Waiver of Co-Pay: Courtesy or Actionable False Claim?

It has, for a long time, been a common practice for physicians to waive co-pays, co-insurance and deductibles as a courtesy to their patients. However, the healthcare regulatory scheme in New York has changed drastically over the past years. Physicians must be warned that such practice may now be deemed a form of insurance fraud. Waiver of co-pays, if routine, now places physicians at risk for ptential civil, regulatory and even criminal liability for insurance fraud. According to the American Medical Association, "the waiver of copayments and deductibles and the provision of free services, except in limited situations due to the patient's financial or medical indigence, may be viewed as a viiolation of law or a violation of the physician's participation oagreements with insurance companies." Private and govermantal insurers base their contention that waiver of co-pays and co-insurance is fraudulent practice on an argument that such waivers are improper inducements or kickbacks, used to entice patients to chose one particular provider over another. Further, insurers consider a routine waiver of co-payments a false claim filing because if the physician accepts the insurer's payment less the co-pay as payment in full, then he or she should actually be charging that amount. Therefore, billing the insurance company the full fee including the amount of the co-payment, which physician has no intention of collecting, is actually considered an actionable false claim.

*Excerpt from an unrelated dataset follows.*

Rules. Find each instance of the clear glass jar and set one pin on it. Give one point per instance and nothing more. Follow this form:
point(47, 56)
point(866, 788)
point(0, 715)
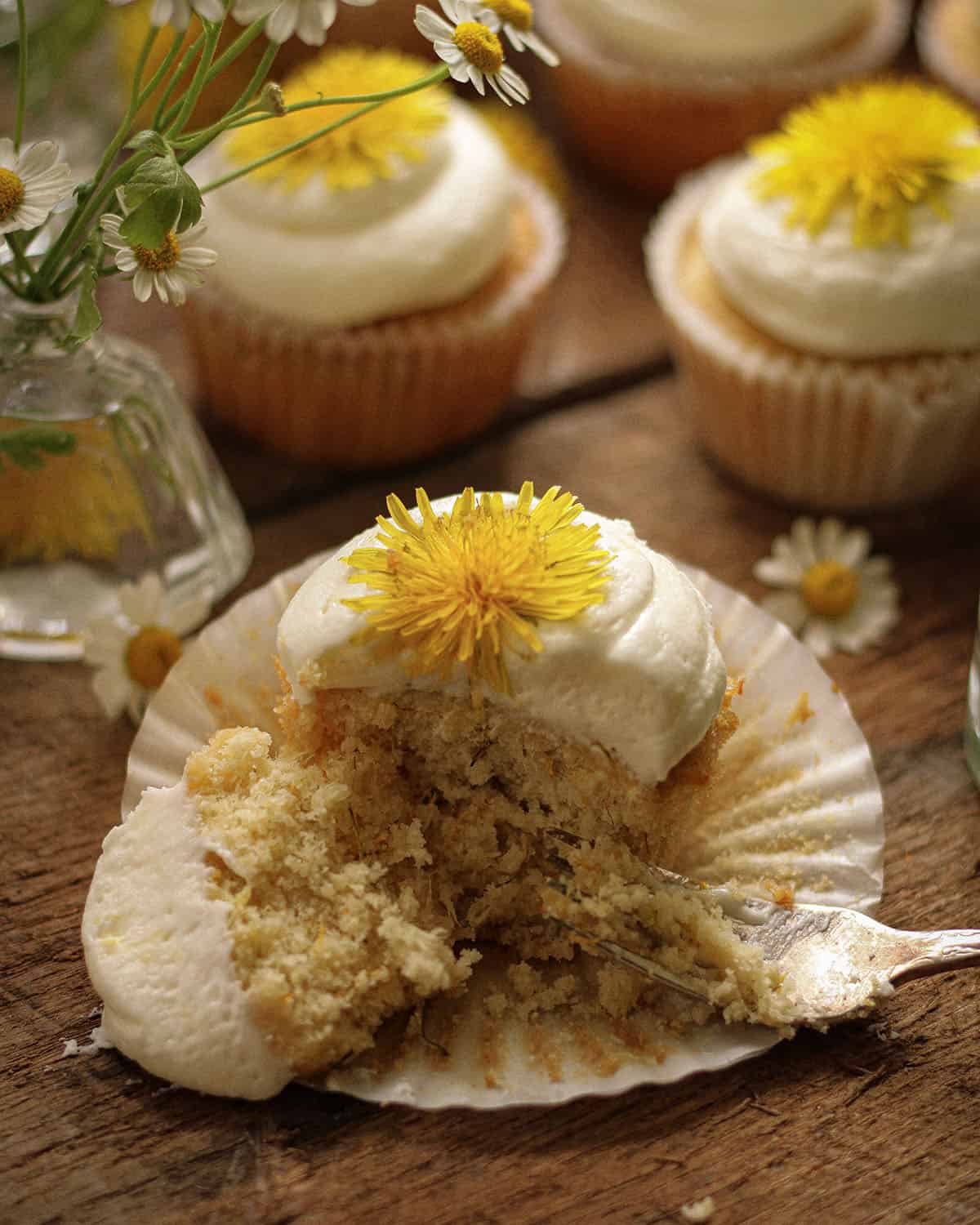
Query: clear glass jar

While many physicians, reasonably argue that if they abolish the practice of routine waiver of co-pays, they will lose their patients to other providers in the community who do waive. Unfortunately, while possibly true, this business rationale will not help the physician avoid liablity. While generally physicians are strongly advised to avoid the practice of automatic waiver of co-pays, such practice may be acceptable in specific circumstances. Physicians are advised to educate themselves and/or obtain counsel on how to implement the safest and most practical policies, which will serve as protection from any accusation of insurance fraud.